Ivan, on the other hand, it has frequently been observed, is the
figure in the novel to whom as author he most readily gives himself
in the process of identification.
1
This must be taken into account in
examining the Legend recounted by Ivan to his brother Alyosha in
the course of that prolonged dialogue which is perhaps the most auda–
cious and masterful in the whole of Dostoevsky. Ivan calls the Legend
"a poem in prose" that he had not written down but simply made up,
as he says, and he tells it to Alyosha in order to support, in a manner
at once dramatic and metaphysically provocative, his denial not so
much of God as of His creation. The denial consists of a relentless
scrutiny of man in general, and particularly Christian man, in the
light of what he has made of history and history has made of him.
In his assault on God and the traditional faith Ivan proceeds
in a way that transcends the rationalistic argumentation of the old–
time atheists. For him it can no longer be a question of attempting
to disprove God's existence logically.
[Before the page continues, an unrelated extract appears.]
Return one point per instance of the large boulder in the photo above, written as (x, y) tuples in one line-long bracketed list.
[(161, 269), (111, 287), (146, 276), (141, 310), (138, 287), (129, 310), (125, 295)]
Ivan is not one to permit his
intellectual faculties to linger in the modes of the past. He has made
the essentially modern leap from the static framework of analytic
thinking to thinking in terms of the historical process. But his leap
is made in the typical Russian fashion of that epoch. That is to say,
it lands him not in the somewhat placid "historicism" then prevailing
in the consciousness of the West but in the eschatological frame of
mind common to the Russian intelligentsia of the latter part of the
past century. For whatever their outlook, whether revolutionary or
not, inclined to nihilism or given to apocalyptic visions, in the main
those people tended to see history as verging toward the ultimate
and bringing forth a final solution compounded either of pure good
1 My impression is that the identification is more on the intellectual plane
than on that of intimate subjectivity. But of course in Dostoevsky ideas are
never divorced from feeling; in his critical statements he was wont to link them
by inventing such new-fangled terms as "idea-forces" and "idea-feelings." In
her memoirs Aimee Dostoevsky recalls the family tradition that her father, in
looking back to his youth, "portrayed himself in the person of Ivan."